Tout d'abord, la thématique environnementale ne fait
pas l'objet d'un examen spécifique et attentif de la part du service
ONG, ce pour diverses raisons qui seront exposées ci-dessous. De plus,
en admettant qu'un programme ou qu'un projet comporte des lacunes de ce point
de vue, le cycle d'approbation et ses différentes étapes
n'offrent pas de réelles possibilités de correction ou
rectification. Si le dialogue politique permet de pointer les
éventuelles failles d'un dossier, il n'est pas envisageable de tenir
compte des remarques pour le dossier en cours s'il a, malgré tout,
été accepté. Premièrement, tout changement
signifierait le remaniement budgétaire du projet, ce qui est fortement
découragé. Il faudrait en outre prévoir une période
de rectification des dossiers par les ONG, ce qui allongerait la durée
du cycle d'approbation. En général, le motif principal qui
conduit à une modification d'un dossier en cours concerne des failles
budgétaires. Dès lors, les commentaires soulevés à
l'égard d'un dossier ne peuvent effectivement être pris en
considération qu'à la conception du dossier suivant.
En ce qui concerne l'intégration de l'environnement par
les ONGD, les avis convergent également. Dans l'ensemble, les dossiers
soumis au service ONG donnent l'impression de ne pas y porter une attention
suffisante, voire de l'intégrer de manière purement «
cosmétique ».
« Certaines ONG mettent un petit paragraphe [sur
l'environnement] parce qu'elles suivent les questions posées dans la
fiche d'appréciation. Mais les arguments ne se retrouvent pas dans le
reste du dossier. »
Comme le suggère cet extrait, les fiches
d'appréciation des projets et des programmes sont disponibles sur
Internet à l'instar de tous les documents réglementaires, qui
sont d'ailleurs centralisés par les fédérations d'ONG.
C'est aussi le cas du schéma de présentation des programmes ou
projets qui, comme son nom l'indique, est un document qui doit servir de
référence lors de la rédaction des dossiers.
Les gestionnaires interrogés ont tout de même
nuancé leur propos et ont admis que leur impression pouvait cacher une
réalité différente.

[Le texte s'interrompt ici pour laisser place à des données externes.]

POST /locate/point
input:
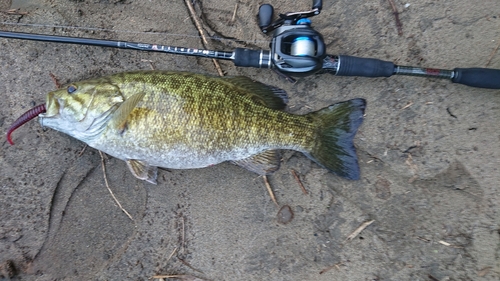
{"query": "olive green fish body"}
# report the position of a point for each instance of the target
(183, 120)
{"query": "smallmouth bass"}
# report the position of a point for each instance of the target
(182, 120)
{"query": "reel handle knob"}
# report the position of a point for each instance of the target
(265, 15)
(318, 4)
(478, 77)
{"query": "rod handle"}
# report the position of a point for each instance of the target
(477, 77)
(365, 67)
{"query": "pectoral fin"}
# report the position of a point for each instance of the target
(143, 170)
(264, 163)
(119, 120)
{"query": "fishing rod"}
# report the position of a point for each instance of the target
(296, 50)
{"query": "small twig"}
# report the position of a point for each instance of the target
(234, 13)
(180, 277)
(190, 266)
(358, 230)
(270, 190)
(109, 189)
(337, 265)
(492, 54)
(298, 181)
(55, 80)
(83, 150)
(449, 245)
(408, 105)
(399, 25)
(200, 30)
(171, 255)
(183, 243)
(14, 12)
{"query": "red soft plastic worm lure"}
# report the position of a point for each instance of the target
(27, 116)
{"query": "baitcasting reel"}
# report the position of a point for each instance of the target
(296, 48)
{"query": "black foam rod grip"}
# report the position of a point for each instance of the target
(354, 66)
(265, 15)
(317, 4)
(477, 77)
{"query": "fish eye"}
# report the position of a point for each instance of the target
(71, 89)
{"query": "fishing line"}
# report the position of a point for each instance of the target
(155, 33)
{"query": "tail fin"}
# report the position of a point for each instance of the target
(334, 148)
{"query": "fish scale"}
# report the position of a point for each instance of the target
(182, 120)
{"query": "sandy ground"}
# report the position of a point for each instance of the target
(429, 154)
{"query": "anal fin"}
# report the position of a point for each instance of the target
(142, 170)
(264, 163)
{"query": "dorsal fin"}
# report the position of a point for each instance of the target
(266, 95)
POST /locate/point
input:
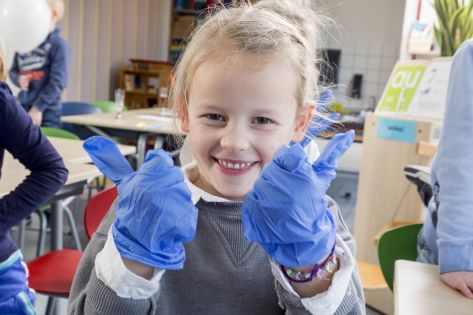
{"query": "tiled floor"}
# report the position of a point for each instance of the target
(343, 190)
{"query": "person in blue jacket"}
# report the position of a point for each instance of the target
(42, 74)
(447, 236)
(24, 141)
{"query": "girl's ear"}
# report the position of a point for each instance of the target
(183, 116)
(303, 119)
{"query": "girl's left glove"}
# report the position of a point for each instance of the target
(287, 213)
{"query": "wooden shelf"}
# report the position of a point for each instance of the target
(140, 77)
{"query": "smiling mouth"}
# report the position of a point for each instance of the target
(234, 165)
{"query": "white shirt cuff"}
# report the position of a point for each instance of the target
(326, 302)
(113, 273)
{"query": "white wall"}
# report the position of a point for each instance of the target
(369, 38)
(104, 34)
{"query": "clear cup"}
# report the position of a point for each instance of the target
(119, 102)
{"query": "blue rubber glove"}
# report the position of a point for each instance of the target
(15, 296)
(286, 212)
(155, 213)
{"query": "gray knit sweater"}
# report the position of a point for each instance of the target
(223, 274)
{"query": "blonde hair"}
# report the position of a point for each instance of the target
(270, 29)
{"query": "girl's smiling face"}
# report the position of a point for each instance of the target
(238, 116)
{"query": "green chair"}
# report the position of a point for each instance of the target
(58, 133)
(394, 244)
(106, 106)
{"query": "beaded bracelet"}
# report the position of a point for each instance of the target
(320, 271)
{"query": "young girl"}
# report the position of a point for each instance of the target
(24, 142)
(245, 91)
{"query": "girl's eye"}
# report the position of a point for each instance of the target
(215, 117)
(262, 121)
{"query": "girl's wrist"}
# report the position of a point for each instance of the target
(139, 269)
(321, 270)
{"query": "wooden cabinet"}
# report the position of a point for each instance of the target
(146, 83)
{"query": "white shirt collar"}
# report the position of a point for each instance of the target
(191, 172)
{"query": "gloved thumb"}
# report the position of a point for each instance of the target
(335, 149)
(157, 160)
(108, 158)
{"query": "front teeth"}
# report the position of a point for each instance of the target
(235, 166)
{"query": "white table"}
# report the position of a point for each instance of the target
(137, 124)
(75, 159)
(418, 290)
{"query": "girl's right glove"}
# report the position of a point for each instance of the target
(287, 213)
(155, 213)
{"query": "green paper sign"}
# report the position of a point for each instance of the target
(402, 85)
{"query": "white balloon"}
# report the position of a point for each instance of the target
(24, 24)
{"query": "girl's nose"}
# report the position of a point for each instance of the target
(234, 139)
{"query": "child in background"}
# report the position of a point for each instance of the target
(24, 142)
(260, 235)
(447, 238)
(41, 74)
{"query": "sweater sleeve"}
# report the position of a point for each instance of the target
(26, 143)
(57, 79)
(344, 296)
(454, 168)
(89, 295)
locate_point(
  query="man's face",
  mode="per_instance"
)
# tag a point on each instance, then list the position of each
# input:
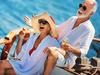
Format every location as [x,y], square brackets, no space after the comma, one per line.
[85,9]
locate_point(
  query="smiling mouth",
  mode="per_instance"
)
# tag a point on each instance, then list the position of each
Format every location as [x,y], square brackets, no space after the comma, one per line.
[41,27]
[79,12]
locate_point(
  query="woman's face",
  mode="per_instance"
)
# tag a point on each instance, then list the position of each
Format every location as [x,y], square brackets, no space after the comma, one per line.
[44,28]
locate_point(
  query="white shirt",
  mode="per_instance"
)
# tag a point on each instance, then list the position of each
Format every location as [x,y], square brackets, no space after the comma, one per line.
[80,37]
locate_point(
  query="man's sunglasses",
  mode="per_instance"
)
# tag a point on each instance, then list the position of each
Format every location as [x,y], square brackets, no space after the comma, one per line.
[84,7]
[42,21]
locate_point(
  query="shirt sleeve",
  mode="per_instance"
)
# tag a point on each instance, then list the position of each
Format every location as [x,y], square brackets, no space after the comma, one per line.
[63,25]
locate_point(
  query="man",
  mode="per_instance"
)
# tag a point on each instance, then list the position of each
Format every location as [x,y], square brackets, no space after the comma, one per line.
[75,36]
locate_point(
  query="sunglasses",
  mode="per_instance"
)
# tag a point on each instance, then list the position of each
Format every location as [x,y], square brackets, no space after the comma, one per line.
[42,21]
[84,7]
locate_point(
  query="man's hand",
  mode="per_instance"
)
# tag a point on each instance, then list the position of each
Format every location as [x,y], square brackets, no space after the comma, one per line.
[66,46]
[27,20]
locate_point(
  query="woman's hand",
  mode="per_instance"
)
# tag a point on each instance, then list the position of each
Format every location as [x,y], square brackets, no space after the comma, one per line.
[27,20]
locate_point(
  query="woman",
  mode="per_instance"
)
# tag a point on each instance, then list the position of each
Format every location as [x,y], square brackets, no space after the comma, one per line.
[32,57]
[21,35]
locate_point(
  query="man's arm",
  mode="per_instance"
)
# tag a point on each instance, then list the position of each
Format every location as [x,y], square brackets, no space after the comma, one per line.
[84,45]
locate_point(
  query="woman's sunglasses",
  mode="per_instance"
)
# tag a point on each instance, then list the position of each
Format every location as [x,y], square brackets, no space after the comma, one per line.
[42,21]
[84,7]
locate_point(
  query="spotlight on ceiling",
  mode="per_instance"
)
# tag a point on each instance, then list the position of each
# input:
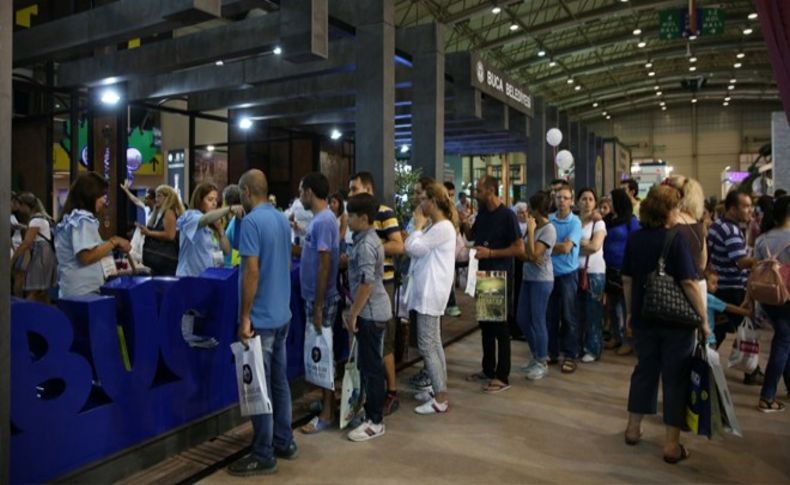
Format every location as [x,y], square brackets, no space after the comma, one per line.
[110,97]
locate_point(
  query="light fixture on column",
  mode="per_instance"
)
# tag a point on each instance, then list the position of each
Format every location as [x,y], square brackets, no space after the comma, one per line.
[245,123]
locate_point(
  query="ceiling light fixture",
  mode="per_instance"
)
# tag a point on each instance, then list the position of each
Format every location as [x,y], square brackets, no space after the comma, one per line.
[245,123]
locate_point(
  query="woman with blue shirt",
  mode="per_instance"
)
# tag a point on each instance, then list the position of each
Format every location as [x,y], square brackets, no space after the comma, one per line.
[78,244]
[203,243]
[620,223]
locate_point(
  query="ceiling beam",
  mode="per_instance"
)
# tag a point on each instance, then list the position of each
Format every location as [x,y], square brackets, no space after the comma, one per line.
[237,39]
[109,24]
[641,57]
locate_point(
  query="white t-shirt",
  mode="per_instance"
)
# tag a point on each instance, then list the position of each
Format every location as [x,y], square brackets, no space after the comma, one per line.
[44,229]
[432,269]
[597,264]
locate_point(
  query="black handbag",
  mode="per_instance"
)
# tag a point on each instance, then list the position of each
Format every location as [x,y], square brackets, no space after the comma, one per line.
[665,302]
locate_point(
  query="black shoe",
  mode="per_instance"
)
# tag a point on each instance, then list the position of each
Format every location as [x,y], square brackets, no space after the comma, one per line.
[756,378]
[251,465]
[290,453]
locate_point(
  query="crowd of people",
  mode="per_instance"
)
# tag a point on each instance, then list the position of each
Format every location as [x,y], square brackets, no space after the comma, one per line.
[577,265]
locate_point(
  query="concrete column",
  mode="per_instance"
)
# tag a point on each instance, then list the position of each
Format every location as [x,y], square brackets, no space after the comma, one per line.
[428,99]
[6,52]
[375,101]
[536,149]
[552,121]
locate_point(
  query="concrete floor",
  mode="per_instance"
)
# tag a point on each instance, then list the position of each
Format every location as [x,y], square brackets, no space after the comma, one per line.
[563,429]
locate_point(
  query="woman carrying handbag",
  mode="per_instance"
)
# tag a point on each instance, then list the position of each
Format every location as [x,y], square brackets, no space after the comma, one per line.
[664,312]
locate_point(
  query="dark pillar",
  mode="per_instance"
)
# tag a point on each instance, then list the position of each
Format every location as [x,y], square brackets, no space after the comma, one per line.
[428,99]
[552,121]
[6,49]
[49,109]
[375,101]
[304,30]
[74,121]
[191,159]
[536,149]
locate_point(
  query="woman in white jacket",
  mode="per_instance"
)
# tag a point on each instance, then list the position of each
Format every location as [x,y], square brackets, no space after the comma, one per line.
[431,248]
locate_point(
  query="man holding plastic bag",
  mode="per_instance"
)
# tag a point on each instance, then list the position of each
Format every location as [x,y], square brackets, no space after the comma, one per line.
[317,276]
[264,242]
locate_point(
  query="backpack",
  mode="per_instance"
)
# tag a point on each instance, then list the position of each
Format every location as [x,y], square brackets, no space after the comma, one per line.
[770,280]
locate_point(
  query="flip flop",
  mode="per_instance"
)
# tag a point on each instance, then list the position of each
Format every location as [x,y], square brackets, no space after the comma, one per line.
[317,425]
[632,441]
[496,388]
[674,460]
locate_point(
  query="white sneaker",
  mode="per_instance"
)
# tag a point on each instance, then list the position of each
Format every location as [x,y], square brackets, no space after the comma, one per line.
[425,395]
[366,431]
[538,372]
[432,407]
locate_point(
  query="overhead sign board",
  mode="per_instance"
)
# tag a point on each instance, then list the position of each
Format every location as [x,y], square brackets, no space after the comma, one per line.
[675,23]
[500,86]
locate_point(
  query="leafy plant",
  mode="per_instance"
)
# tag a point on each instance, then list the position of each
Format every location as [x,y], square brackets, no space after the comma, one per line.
[405,179]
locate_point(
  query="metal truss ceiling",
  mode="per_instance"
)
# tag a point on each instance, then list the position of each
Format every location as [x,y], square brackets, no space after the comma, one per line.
[592,43]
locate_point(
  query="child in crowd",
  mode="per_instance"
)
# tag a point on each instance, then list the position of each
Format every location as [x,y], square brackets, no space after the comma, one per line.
[370,312]
[715,305]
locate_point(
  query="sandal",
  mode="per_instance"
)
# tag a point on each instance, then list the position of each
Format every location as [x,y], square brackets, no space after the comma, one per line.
[496,387]
[674,460]
[477,376]
[568,367]
[773,406]
[316,425]
[632,441]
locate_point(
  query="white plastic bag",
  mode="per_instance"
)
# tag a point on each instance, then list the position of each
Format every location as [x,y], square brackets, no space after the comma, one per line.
[471,274]
[746,348]
[251,378]
[351,400]
[319,362]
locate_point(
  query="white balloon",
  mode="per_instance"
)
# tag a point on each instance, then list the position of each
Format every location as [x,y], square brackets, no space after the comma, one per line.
[564,159]
[554,137]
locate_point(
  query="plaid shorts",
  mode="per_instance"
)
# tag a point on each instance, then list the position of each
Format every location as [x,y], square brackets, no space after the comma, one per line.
[330,312]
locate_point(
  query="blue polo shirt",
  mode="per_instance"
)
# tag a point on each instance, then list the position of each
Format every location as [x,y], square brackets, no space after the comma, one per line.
[570,227]
[264,233]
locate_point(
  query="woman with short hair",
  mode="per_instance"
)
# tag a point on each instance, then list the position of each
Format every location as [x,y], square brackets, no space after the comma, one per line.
[202,240]
[41,269]
[79,246]
[663,348]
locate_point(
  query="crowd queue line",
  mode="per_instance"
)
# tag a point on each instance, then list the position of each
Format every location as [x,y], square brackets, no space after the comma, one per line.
[577,267]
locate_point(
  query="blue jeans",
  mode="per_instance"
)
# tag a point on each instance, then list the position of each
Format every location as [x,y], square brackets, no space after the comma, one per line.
[590,308]
[274,430]
[370,362]
[562,316]
[533,302]
[779,360]
[616,303]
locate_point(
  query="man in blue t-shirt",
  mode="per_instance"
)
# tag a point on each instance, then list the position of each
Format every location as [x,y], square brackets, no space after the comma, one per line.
[318,274]
[562,303]
[264,243]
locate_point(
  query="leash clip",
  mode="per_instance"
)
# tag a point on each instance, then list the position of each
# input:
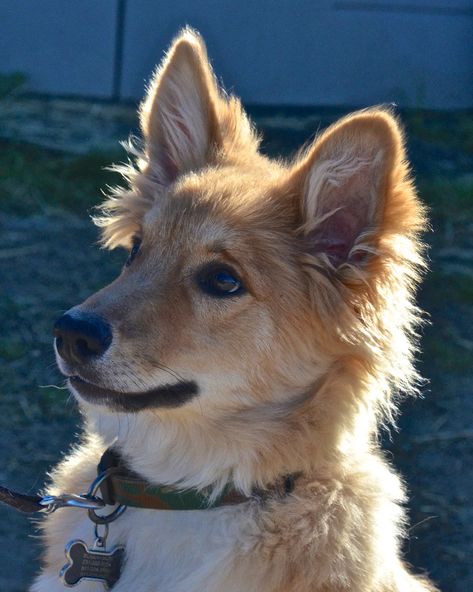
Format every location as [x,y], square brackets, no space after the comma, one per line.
[51,503]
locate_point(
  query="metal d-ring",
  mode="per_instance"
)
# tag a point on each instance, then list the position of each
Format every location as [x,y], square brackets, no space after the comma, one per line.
[98,518]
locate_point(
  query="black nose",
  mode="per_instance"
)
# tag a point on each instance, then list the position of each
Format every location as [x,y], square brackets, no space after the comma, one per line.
[81,336]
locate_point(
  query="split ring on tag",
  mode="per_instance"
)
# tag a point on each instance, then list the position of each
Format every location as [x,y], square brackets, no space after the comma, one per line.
[99,518]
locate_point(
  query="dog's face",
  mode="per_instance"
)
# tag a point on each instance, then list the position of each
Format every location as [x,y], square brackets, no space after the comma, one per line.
[248,281]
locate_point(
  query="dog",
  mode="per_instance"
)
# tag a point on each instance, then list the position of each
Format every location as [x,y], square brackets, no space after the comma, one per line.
[259,335]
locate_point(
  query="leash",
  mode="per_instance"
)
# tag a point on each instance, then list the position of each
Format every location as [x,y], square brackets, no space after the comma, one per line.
[120,487]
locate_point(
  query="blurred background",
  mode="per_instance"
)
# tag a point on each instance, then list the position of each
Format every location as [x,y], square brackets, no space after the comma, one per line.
[71,74]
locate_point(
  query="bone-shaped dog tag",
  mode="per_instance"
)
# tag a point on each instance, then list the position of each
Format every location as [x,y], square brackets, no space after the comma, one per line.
[97,565]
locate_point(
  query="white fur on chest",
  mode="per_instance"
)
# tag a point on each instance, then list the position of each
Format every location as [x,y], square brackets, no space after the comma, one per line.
[167,551]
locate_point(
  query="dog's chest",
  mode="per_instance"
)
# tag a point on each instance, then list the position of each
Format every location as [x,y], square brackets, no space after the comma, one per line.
[165,550]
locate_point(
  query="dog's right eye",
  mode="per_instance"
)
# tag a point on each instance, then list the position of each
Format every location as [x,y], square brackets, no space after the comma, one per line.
[134,250]
[220,281]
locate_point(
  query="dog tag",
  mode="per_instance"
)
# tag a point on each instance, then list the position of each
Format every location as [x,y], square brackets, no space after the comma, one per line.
[97,565]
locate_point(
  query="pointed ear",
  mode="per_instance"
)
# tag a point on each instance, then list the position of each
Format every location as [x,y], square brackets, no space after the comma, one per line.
[343,183]
[179,115]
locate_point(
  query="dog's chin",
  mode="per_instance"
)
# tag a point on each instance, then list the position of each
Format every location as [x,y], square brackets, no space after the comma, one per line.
[167,395]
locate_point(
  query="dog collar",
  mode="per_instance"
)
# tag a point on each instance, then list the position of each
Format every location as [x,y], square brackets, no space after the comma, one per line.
[124,487]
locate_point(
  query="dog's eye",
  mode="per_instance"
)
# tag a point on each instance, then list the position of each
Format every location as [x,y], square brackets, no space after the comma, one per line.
[134,250]
[220,282]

Premièrement, leur principale
source d'information reste le dossier soumis par les ONG et il peut
s'avérer difficile de traduire leur démarche sur papier.
Deuxièmement, la DGCD elle-même fournissait très peu
d'informations (voire aucune) sur ces attentes en matière
d'intégration des thématiques transversales. Nous verrons
ci-après que la situation a très récemment
évolué. Enfin, troisièmement, les gestionnaires
eux-mêmes ne sont pas préparés à l'évaluation
de cette thématique.
7.1.3. Schéma de présentation et fiche
d'appréciation
Lorsque cette enquête a débuté, les
schémas de présentation ainsi que les fiches
d'appréciation en vigueur dataient de 2007. Depuis mars 2010, ces
documents ont été modifiés, notamment de façon
à prendre mieux en compte les différentes thématiques
transversales. Lors des entretiens avec les gestionnaires, ce changement nous
avait été signalé mais, un mois seulement après
leur publication, ces documents n'étaient pas encore réellement
utilisés. Il paraît donc pertinent d'examiner les anciennes
versions et de les comparer aux nouvelles moutures.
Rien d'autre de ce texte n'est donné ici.